4. Materials and Coating Technology for Pyrochemical Reprocessing plants

For the pyrochemical reprocessing of spent metallic fuels of future fast breeder reactors, molten chloride salts will be used for the electrorefining process. The molten salt preparation for electrorefining involves impure salts and high temperature producing highly corrosive conditions. In order to overcome the corrosion of metallic materials in molten chloride environment, efforts were made to select materials and coating technology useful for various unit operations like salt preparation, electrorefining and cathodic processing of pyrochemical reprocessing.
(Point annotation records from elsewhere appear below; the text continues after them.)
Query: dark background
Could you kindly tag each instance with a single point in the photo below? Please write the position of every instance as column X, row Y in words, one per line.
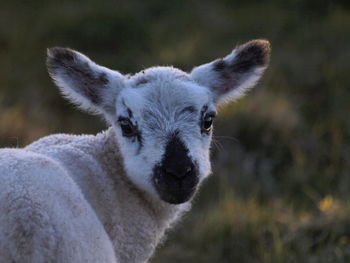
column 281, row 186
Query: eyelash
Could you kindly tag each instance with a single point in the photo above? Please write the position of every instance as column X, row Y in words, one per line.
column 128, row 129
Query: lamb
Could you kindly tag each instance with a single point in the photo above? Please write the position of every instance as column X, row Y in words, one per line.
column 111, row 197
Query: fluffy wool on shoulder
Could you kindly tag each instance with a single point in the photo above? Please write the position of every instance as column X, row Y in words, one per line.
column 111, row 197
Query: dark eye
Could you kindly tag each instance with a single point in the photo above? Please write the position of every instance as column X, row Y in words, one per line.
column 128, row 129
column 207, row 122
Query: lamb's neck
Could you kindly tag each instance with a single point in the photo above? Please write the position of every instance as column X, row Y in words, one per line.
column 108, row 153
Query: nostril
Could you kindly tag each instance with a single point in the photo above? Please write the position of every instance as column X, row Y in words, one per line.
column 189, row 170
column 180, row 174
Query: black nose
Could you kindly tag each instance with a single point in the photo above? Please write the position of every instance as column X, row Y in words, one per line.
column 180, row 172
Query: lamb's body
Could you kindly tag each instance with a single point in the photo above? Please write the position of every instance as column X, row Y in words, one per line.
column 110, row 197
column 70, row 201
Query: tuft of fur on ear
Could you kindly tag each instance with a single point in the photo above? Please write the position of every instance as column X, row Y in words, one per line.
column 92, row 87
column 230, row 77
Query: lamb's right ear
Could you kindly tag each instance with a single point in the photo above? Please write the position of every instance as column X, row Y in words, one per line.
column 92, row 87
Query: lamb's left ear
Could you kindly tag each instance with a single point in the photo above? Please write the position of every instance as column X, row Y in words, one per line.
column 92, row 87
column 230, row 77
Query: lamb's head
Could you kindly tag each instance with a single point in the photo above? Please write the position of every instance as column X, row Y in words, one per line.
column 162, row 116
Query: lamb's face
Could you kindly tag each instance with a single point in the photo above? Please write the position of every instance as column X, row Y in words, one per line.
column 162, row 116
column 164, row 124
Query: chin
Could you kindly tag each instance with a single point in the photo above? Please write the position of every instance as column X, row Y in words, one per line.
column 175, row 191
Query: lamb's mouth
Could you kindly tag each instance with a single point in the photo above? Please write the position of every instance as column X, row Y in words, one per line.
column 175, row 191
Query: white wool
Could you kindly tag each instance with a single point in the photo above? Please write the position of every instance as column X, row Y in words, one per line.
column 94, row 199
The various materials like 410 SS, 430 SS, 316L SS, Inconel 600, 625 etc. are tested for salt preparation, electrorefining, cathode processing, waste processing etc. as containers and associated accessories, and C-based high density graphite, pyrographite etc. as crucible and electrode materials. Casting of type 316L SS main vessels,

electroforming of Ni and Ni-W coated crucibles, ceramic coatings of yttria stabilized zirconia, and PVD based nanostructured nitride coatings are some of the developments carried out in association with industry, academic and R&D institutions. Molten salt test assembly, double modular glove box, thermal cycling system, high temperature electrochemical system etc. have been established for testing purpose. The plasma sprayed yttria stabilized zirconia coating on type 316L SS exhibited better corrosion resistance (Figure 4 a & b), and laser remelting was established to eliminate micro structural inhomogeneities like pores and voids present in the coating [9]. Carbon-based coatings are also being developed for various applications. Characterization of nitride coated crucibles carried out before and after uranium melting by induction heating to simulate cathode processor crucible conditions revealed that TiN and Ti-Si-N coating appears to offer better stability, ease of ingot release and coating adhesion (Figure 4 c) [10].
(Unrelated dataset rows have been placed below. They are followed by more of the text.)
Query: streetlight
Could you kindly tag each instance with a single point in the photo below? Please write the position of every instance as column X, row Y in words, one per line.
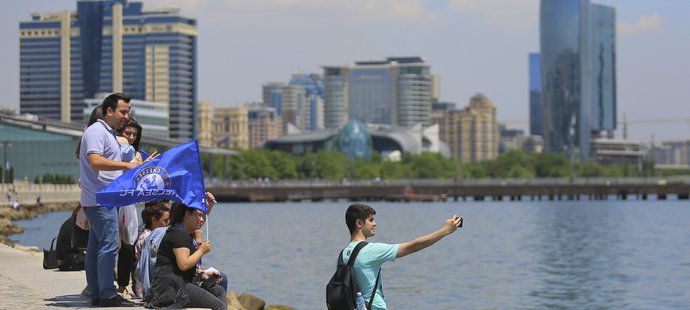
column 5, row 165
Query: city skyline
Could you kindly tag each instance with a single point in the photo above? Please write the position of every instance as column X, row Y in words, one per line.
column 269, row 40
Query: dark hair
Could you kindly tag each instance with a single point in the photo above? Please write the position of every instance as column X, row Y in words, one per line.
column 177, row 212
column 153, row 209
column 357, row 211
column 96, row 114
column 112, row 100
column 132, row 123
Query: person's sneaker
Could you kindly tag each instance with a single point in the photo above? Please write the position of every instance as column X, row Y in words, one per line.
column 116, row 301
column 125, row 294
column 85, row 294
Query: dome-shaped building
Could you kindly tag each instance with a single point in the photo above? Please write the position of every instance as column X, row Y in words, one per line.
column 354, row 140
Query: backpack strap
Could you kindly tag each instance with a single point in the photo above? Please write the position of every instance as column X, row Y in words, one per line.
column 373, row 293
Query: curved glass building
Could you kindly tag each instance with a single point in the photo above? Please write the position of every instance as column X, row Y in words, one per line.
column 566, row 78
column 578, row 75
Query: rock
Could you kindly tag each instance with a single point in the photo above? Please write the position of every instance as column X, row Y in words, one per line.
column 233, row 302
column 251, row 302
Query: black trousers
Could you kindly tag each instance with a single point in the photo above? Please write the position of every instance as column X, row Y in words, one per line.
column 214, row 298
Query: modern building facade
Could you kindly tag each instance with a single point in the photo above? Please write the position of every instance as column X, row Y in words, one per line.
column 312, row 111
column 611, row 151
column 358, row 140
column 536, row 110
column 573, row 75
column 478, row 134
column 672, row 154
column 395, row 91
column 231, row 127
column 290, row 102
column 263, row 124
column 603, row 70
column 109, row 46
column 205, row 132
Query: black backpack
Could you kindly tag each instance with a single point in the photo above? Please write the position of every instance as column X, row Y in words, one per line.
column 342, row 289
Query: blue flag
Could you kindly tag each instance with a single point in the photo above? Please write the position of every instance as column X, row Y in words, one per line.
column 174, row 175
column 143, row 154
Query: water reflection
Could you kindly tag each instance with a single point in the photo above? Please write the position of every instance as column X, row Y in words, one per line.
column 579, row 257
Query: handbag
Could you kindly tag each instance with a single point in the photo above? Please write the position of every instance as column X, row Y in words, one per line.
column 50, row 257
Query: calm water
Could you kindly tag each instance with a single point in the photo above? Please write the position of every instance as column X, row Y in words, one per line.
column 524, row 255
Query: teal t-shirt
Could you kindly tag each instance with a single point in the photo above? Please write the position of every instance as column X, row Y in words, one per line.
column 367, row 266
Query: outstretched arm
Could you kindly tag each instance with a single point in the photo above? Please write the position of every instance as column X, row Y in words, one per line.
column 449, row 227
column 100, row 162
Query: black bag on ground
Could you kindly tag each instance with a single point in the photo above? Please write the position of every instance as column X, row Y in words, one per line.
column 342, row 289
column 73, row 262
column 50, row 257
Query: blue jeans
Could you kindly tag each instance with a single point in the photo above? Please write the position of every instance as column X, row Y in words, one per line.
column 101, row 251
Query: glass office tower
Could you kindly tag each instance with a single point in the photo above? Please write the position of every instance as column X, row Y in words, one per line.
column 603, row 69
column 536, row 111
column 566, row 78
column 109, row 46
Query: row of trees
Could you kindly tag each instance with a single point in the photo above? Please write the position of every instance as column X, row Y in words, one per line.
column 277, row 165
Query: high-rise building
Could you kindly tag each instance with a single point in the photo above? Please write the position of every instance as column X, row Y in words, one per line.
column 536, row 111
column 478, row 133
column 263, row 124
column 290, row 103
column 205, row 133
column 573, row 74
column 231, row 127
column 603, row 70
column 395, row 91
column 312, row 111
column 109, row 46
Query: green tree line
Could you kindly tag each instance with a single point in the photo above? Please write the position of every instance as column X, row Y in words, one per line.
column 278, row 165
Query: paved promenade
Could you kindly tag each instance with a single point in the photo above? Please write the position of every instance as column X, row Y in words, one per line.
column 24, row 284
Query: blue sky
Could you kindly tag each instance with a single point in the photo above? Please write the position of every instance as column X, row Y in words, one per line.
column 476, row 46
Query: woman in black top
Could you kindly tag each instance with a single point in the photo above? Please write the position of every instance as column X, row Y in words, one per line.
column 177, row 283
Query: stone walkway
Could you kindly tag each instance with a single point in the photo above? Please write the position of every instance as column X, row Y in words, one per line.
column 24, row 284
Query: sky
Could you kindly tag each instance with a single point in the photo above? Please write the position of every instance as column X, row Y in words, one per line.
column 475, row 46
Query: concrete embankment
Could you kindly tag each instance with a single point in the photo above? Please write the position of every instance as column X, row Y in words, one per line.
column 24, row 284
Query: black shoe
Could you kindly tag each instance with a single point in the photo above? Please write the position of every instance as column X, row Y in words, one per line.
column 116, row 301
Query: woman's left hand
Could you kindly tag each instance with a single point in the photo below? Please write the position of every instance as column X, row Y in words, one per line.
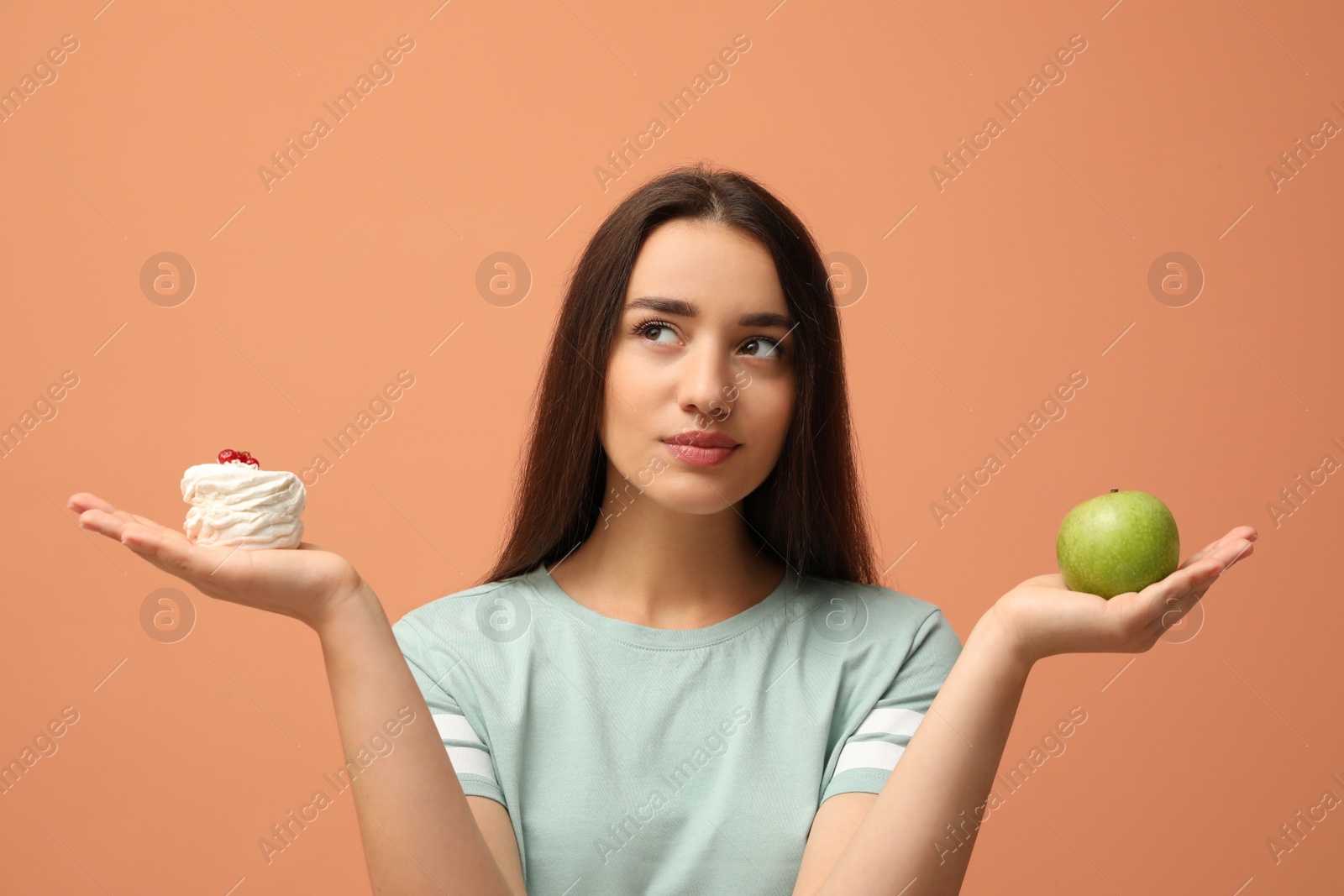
column 1043, row 617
Fig.4.SEM micrographs of PSZ coated type 316L SS in (a) as-coated; (b) laser treated samples (75 W) and (c) surface morphology of uncoated and TiN deposited on HD graphite crucible after uranium melting experiment [10].

5. Corrosion Monitoring Probes and Methodologies

Corrosion monitoring involves systematic measurement of the corrosion or degradation of any components of equipment, with the objective of understanding ofthe corrosion process and/or obtaining information for use in controlling corrosion and its consequences. The advantages of online corrosion monitoring and inspection allows correlation with plant operating variables enabling corrosion mitigation practices, resulting in improved management of corrosion. Towards this, electrochemical noise measurements to study passivation, uniform, and localised corrosion, respectively was carried out. Electrochemical noise technique has been established with various parameters of assessment for corrosion including localized corrosion in stainless steels in HNO3 and other media. Attempts were made in our laboratory to generate ECN base line signals representing various types of corrosion processes. Towards this study was carried out by electrochemical noise measurements in 0.1% NaOH, 5% H2SO4, and 0.1M FeCl3 to study passivation, uniform, and localised corrosion, respectively [11]. The technique has also been established after systematic R&D on the development of ECN probe, testing methodology and analysis.

6. Summary

The need for development of corrosion resistant materials, coating technology and corrosion monitoring to enhance the success of the closed fuel cycle and reduce the failure probability is presented in this paper. Research on special materials such as NAG SS, Ti and its alloys, and zircaloy-4 and coatings such as MOCTA, DOCTOR and nanostructured Ti, TiO2, nitride etc. coatings for nitric acid service is discussed. Design and fabrication of dynamic nitric acid loops and high temperature zircolloy-4 test system, dissimilar joints, and corrosion monitoring probes are highlighted for application in reprocessing plants. Further, materials and coating technology for components to be employed for pyrochemical reprocessing has also been addressed.